La caccia da natante

L’entrata in vigore, nel febbraio 1992, della legge n. 157, ha decretato il tramonto di tutte le forme di caccia agli acquatici che venivano in precedenza esercitate da natanti, ossia da imbarcazioni. Il divieto di questa forma di caccia è, infatti, sancito dall’art. 21, comma 1, lett. i), ove è accomunato al divieto di cacciare sparando da veicoli a motore e da aeromobili. Alcune leggi regionali, nel recepire la legge statale, cercarono inizialmente di far salvo da questo divieto almeno il recupero col fucile dei selvatici feriti che, in particolare sui grandi specchi d’acqua, è molto difficoltoso (se non impossibile) senza l’impiego di un’arma da fuoco.
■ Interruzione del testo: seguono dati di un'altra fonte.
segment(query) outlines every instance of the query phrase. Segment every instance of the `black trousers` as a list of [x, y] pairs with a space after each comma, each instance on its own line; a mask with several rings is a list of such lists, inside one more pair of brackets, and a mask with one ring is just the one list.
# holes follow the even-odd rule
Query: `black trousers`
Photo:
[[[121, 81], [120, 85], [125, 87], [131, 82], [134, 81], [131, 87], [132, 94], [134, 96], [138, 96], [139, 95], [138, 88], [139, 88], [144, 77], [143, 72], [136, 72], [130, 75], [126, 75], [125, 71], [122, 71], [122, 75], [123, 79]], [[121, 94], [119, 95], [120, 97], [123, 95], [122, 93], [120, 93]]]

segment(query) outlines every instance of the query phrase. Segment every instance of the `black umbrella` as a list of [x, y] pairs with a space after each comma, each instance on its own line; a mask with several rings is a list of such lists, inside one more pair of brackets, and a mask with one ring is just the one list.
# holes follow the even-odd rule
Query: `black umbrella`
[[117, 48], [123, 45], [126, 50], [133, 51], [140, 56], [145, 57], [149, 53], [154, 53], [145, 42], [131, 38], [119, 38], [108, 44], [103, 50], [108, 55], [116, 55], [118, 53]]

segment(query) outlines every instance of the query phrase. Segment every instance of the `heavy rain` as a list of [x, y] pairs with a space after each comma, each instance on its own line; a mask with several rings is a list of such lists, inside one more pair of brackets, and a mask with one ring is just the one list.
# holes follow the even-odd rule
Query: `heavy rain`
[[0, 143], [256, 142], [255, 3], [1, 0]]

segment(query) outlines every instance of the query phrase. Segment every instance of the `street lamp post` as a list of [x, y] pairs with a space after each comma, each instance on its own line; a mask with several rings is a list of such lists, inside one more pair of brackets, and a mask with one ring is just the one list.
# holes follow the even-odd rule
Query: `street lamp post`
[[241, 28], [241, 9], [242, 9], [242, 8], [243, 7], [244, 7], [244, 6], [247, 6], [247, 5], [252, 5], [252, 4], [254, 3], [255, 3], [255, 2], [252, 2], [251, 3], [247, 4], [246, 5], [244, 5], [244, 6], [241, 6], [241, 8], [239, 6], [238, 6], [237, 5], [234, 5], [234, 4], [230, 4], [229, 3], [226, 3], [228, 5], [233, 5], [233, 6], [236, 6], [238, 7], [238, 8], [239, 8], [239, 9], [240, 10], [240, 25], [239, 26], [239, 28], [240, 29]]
Si aprirono così una serie di contenziosi giuridici, tutti prima o dopo terminati col prevalere del divieto, non solo di caccia ma anche di recupero, degli uccelli avvalendosi di un fucile carico e pronto all’uso portato su di un’imbarcazione in movimento. Questa rigidità della norma ha, di fatto, inferto un colpo mortale a tutte le cacce da barchino, in laguna o in valle, sui grandi laghi prealpini o sui corsi dei fi umi principali. Niente più lento e silenzioso fluire di barchini spinti da pertiche, palette o remi, se non per andare a recuperare i selvatici abbattuti, ma sempre senza recare con sé lo schioppo. Generazioni di cacciatori abituati ad andare in cerca degli acquatici lungo canneti e tamerici, oppure ad accostare i branchi posati scivolando silenziosamente sul pelo dell’acqua sino a giungere a tiro, hanno dovuto adattarsi, pena la rinunzia totale alla caccia, al capanno fisso. Bello e impegnativo, ma pur sempre un ripiego. Chissà che un futuro adeguamento della legge nazionale, oggi per molti aspetti veramente desueta e sganciata dalla realtà faunistica e ambientale del Paese, non transiti anche attraverso un recupero della caccia da natante alle anatre, tanto difficile quanto appassionante, da “rudi uomini” di valle e di lago.